Опостылевшее дятлам всеобщее уныние, пробудило в них желание дурачиться. И, нимало не смущаясь сторонних суждений, принялись они летать наперегонки с листьями, к слову, — чаще всего удачливее оказывались вовсе не птицы. Да радость от успеха была весьма сомнительна, ибо предстояло смешаться с холодной слякотью земли, озябнуть самому и быть в конце концов растоптанным до неузнаваемости… Та ещё потеха. Не от того ли красные звёзды кленовых листов, с неверно выписанными лучами, выглядывали из-под исподу осени, дразнились острыми красными язычками? Верно, именно, что от того.

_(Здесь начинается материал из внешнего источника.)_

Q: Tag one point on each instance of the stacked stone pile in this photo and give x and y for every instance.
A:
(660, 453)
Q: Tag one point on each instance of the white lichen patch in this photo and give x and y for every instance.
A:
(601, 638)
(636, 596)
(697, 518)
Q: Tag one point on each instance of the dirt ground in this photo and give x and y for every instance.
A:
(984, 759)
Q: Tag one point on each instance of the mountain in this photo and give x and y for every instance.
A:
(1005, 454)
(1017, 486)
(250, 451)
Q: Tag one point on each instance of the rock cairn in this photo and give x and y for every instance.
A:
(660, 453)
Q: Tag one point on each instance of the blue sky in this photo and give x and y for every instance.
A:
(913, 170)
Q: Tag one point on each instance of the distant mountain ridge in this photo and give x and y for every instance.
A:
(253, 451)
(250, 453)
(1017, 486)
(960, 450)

Запоздавшие на последнее потепление комары не кусали, но касались лица крыльями, облетая конфетти снежинок, а те всё одно — таяли в ряд на травинках. Их отточия, белой тушью по зелёному листу, были не менее многозначительны, но куда как более неопределённы, чем те, обыкновенные, что чёрным по белому.
Калина, отдавши всю горечь своей незавидной участи стоять по щиколотку в воде — ягодам… предстала пред ясны очи ноября совершенно нагой, в одних лишь рубиновых серьгах с бусами. Но как, чертовка, она была хороша!

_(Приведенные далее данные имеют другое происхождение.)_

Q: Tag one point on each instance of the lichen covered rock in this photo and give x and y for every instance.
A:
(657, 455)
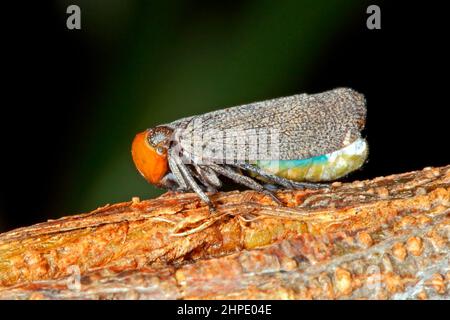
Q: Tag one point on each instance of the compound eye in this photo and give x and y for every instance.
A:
(160, 150)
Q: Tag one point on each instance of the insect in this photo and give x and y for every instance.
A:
(298, 141)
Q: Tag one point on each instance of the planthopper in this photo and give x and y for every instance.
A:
(300, 141)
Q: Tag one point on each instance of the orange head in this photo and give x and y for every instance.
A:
(149, 152)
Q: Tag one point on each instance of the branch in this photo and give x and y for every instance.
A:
(378, 239)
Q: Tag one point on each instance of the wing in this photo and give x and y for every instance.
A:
(296, 127)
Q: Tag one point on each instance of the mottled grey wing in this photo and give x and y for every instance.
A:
(301, 126)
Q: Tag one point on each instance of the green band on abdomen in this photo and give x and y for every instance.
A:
(327, 167)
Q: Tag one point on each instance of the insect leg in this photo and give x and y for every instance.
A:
(208, 177)
(189, 179)
(244, 180)
(282, 181)
(177, 174)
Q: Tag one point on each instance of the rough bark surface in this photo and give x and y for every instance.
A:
(386, 238)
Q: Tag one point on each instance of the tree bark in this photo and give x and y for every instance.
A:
(386, 238)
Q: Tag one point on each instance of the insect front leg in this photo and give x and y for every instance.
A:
(188, 178)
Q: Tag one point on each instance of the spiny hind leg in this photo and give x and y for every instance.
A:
(244, 180)
(283, 182)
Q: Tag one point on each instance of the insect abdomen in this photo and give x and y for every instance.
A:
(326, 167)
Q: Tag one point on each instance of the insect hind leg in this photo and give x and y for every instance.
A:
(244, 180)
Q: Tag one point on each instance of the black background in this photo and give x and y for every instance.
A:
(402, 69)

Безобидная после второго мороза крапива, явно завидуя ей, вяло рассуждала о минувшей своей горячности и страсти. Те, кто слышали её, делали это из вежливости. Кому была охота верить престарелой даме со свалявшимся в мокрую паутину серебряным пушком над верхней губой.
Обернувшийся к жизни спиной день сделался вдруг ночью, и, проживая просочившиеся сквозь песок времени события, он вздрагивал во сне и кричал на разные голоса всех тех, кому и полагалось находится об этот час в лесу.

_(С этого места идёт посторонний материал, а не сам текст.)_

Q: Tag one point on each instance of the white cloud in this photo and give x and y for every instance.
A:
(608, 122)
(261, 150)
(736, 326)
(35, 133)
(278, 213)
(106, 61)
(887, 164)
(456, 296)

И вдруг… Словно выцветшая на солнце, ощутившая к себе беспричинную холодность, из чащи выпорхнула лесная синица. Скромного нрава прелестница, вся в белом, с недлинным чёрным шарфом, подчёркивающим траурность сей поры, она до этой минуты ни единого разу не давала знать об себе. И… как напрасно! Ибо полюбилась она с первого взгляда.
— А и надолго ли вы к нам?
— Как знать! Как знать!
— Ну, тогда до весны.
Пусть побудет на глазах, так спокойнее. Веселее так.
Однако…
Отца не стало в день Предпразднства Благовещения Пресвятой Богородицы, и всё сделалось горьким в том году: и море, и вишни, и виноград.
Кажется, одна лишь калина умерила, усмирила в себе привычную горечь. Прозрачные до плоской сути, весёлые ягодки стыдливо таяли прямо на глазах, ожидая третьих морозов, как третьих петухов, дабы после, как соберут гроздья, да искупают в семи водах, брызнуть на стороны густой своею кровью, разделить человеческую боль, умерить. А уже позже — разгладить морщины, успокоить сердце так, чтобы не вздрагивало попусту, не брало лишнего, не подпускало к себе. Ведь — не изменишь уже ничего. Не поправишь никак.
Неспешная поступь по тропинкам осени, когда каждый шаг переворачивает очередную страницу прожитого, так похожа на участь человека, который листает свою судьбу как бы не торопясь, да в самом деле — всё жаждет заглянуть, что указано на последней странице. А там-то — содержание, всё, из чего сложилась та прогулка.
Даже понимая про то, идёшь глядя под ноги, не поднимая головы в сторону рассвета. Не к чему, мол, виделись.